The town in front of us stretches out all soft blue and rust-colored to the left. Snow fences line the slough’s edge, bordering the town from tundra. To our right a small passenger plane is landing on top of the horizon, kicking a trail of dust that crescendos and blurs across the landscape and circles around behind us to where dump trucks are kicking up their own puffs, running down our same road, pulling onto the bridge behind us.
I turn around in my seat and look behind us. I say, “We better do something.”
Go-boy wipes the Plexiglas dash panel with his index finger, smearing dirt film, as if a diagnosis could be found in that blinking red light. He says, “Everybody’s sure always in some kinda rush.” Then he laughs.
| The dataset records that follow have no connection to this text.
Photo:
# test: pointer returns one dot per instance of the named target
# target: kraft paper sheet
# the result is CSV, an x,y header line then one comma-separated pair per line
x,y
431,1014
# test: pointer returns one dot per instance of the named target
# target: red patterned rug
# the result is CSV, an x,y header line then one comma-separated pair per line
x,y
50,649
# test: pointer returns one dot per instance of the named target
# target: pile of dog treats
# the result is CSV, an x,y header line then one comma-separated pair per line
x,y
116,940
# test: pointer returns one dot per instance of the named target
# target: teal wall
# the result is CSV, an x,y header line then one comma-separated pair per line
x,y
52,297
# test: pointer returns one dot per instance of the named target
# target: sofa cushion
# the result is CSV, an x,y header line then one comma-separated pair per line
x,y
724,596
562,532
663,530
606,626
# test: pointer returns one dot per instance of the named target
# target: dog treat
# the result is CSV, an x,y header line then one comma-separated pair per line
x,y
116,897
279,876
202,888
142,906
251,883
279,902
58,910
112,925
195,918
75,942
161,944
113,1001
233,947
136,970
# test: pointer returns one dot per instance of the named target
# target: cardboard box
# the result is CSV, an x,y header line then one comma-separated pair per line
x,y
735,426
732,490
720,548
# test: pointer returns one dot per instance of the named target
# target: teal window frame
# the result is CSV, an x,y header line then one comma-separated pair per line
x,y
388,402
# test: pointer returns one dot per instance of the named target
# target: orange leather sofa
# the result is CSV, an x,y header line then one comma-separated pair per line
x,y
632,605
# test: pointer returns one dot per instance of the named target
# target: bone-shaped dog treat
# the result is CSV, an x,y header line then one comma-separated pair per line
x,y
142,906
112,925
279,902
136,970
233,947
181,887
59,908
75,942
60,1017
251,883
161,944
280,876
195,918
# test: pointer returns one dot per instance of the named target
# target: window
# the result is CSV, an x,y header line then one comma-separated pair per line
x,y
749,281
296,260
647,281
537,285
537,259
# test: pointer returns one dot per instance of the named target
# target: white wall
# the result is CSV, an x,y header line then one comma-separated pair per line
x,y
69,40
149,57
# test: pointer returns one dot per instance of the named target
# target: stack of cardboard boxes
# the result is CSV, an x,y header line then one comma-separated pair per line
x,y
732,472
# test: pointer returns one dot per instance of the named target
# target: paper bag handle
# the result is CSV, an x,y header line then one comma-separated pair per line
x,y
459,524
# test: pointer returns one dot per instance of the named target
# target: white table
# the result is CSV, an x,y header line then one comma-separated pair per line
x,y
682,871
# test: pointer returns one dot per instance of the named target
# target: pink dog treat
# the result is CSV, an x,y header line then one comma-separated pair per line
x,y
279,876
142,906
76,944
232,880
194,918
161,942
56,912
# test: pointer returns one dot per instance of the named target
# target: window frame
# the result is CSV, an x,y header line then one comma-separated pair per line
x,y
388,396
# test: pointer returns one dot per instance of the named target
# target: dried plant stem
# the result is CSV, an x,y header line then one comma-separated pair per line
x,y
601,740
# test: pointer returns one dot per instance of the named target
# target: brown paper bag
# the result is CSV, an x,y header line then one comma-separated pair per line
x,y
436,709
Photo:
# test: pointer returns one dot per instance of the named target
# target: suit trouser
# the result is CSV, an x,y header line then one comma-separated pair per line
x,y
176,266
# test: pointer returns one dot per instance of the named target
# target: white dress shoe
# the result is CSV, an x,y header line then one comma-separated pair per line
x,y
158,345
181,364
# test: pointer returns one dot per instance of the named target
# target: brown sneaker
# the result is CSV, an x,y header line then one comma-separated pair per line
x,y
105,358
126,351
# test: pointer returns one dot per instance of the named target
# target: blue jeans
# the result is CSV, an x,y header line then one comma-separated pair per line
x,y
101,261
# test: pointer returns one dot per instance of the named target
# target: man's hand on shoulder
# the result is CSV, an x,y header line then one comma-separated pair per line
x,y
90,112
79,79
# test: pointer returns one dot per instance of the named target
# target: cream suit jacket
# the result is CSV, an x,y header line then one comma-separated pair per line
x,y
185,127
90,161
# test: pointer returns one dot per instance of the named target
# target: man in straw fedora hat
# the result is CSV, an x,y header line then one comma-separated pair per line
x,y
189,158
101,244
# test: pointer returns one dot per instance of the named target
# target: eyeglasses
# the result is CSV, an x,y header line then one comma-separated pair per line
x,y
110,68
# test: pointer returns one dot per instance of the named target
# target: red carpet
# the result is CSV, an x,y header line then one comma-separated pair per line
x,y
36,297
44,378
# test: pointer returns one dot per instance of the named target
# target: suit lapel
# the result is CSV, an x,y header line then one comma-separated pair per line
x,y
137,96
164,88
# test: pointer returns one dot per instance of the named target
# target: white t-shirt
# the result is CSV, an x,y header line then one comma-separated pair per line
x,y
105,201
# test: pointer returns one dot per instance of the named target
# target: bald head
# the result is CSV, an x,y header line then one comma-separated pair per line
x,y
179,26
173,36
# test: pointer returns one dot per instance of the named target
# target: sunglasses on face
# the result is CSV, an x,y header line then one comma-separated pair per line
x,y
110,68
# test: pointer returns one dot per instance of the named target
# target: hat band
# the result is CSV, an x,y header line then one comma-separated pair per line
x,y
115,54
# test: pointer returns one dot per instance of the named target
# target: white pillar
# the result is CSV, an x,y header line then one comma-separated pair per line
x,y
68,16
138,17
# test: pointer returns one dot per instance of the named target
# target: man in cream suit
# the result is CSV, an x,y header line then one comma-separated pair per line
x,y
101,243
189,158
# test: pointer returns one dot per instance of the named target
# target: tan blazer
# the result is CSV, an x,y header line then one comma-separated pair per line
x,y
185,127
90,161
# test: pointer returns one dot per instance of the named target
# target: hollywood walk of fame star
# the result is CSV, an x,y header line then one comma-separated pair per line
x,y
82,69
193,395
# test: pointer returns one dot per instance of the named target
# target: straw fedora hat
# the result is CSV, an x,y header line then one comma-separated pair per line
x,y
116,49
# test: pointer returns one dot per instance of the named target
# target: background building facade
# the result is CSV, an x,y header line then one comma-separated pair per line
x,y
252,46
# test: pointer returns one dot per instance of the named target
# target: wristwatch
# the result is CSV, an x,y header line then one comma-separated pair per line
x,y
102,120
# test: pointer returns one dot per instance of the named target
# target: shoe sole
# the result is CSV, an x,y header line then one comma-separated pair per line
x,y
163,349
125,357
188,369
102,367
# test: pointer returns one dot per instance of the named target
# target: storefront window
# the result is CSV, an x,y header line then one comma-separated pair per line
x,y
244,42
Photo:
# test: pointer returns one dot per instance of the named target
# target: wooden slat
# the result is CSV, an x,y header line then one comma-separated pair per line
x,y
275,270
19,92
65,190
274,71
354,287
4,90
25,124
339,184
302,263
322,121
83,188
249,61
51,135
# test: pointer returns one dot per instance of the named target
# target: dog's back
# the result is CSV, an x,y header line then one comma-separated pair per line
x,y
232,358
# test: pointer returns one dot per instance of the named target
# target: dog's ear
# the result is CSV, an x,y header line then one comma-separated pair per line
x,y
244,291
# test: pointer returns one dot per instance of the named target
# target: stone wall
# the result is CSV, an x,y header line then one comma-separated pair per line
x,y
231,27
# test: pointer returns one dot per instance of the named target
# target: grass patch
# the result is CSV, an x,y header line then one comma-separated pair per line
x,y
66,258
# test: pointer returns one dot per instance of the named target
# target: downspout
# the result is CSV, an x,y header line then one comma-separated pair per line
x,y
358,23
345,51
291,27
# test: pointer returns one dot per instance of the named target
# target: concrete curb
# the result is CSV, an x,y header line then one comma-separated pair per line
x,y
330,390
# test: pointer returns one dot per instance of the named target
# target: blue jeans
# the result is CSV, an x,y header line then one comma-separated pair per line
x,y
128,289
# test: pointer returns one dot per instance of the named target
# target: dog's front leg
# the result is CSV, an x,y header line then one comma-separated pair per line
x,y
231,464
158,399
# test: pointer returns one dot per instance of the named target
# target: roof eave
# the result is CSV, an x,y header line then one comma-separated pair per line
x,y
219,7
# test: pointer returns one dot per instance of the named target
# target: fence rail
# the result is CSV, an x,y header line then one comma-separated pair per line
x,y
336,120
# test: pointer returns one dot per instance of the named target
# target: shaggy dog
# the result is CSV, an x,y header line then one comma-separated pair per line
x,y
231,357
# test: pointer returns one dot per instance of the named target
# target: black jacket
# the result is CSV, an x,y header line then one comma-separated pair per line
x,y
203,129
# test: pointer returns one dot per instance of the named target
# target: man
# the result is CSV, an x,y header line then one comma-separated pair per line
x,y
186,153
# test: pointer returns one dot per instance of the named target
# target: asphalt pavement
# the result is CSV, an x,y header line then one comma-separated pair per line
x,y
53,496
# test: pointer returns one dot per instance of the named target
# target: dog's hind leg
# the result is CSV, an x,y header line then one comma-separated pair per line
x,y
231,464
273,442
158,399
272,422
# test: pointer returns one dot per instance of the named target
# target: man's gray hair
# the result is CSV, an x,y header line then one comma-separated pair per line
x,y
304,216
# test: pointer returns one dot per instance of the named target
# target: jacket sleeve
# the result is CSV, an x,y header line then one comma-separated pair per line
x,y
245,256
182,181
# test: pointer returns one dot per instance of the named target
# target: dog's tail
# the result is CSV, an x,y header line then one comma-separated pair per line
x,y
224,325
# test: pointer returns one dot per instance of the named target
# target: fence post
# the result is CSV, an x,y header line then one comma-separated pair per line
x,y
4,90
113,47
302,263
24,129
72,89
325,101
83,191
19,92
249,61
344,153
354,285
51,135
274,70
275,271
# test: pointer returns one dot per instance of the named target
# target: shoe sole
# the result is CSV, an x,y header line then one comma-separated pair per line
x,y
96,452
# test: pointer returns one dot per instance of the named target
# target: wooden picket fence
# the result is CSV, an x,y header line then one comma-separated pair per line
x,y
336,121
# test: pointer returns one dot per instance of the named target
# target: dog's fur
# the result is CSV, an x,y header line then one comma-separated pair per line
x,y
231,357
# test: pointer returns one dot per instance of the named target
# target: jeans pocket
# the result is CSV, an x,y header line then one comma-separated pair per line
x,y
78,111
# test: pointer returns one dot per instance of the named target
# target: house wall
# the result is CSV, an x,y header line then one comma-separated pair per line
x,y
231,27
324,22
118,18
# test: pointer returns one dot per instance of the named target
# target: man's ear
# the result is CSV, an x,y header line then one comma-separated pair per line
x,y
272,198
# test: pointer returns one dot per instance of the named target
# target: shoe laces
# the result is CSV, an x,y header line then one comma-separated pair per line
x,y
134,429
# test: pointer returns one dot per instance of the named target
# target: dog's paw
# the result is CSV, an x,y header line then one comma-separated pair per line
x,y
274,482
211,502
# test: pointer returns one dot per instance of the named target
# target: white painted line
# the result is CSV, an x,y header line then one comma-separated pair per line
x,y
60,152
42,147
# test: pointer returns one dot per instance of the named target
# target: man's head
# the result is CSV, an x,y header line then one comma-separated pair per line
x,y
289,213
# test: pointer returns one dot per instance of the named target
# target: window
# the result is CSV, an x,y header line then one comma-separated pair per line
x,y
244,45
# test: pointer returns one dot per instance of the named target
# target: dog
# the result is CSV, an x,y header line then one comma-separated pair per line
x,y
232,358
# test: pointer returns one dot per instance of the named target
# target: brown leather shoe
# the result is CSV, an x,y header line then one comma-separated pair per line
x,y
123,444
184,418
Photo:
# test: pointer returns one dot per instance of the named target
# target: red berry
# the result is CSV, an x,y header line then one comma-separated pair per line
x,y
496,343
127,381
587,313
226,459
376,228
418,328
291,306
I say, “I need to get back to school. Lunch break is over.”
“You need to experience something phenomenal. We all do. We all have an idea of what we want but we’re too afraid to express it.”
Then Go sticks his head out the window and yells, “Heaven is a dead car stuck on a bridge!”
“We’re in the way.”
I hurry out of the wagon and start pushing us toward town—leaning into the trunk, my feet slipping on loose rocks—to at least get us off the bridge so the trucks can pass. It’s better than trying to tell Go that our boss has fired us and that I put his dad in jail by ratting him out to the police.
A dump truck inches up behind me, close enough that I can smell its sulfuric exhaust. He’s losing money the longer his load takes, but now I don’t care. I ease up. The AMC slows down. I turn around and look at the driver, smile, shrug. It feels good to have Go-boy back. And by the time Go steers off the bridge and onto the shoulder, and the train of diesel rigs blow past while I hop into the passenger seat, I’m no longer ready to find out where he’s been, what he’s done, and why the hell he ditched us for a month, but I am ready to become Atausiq.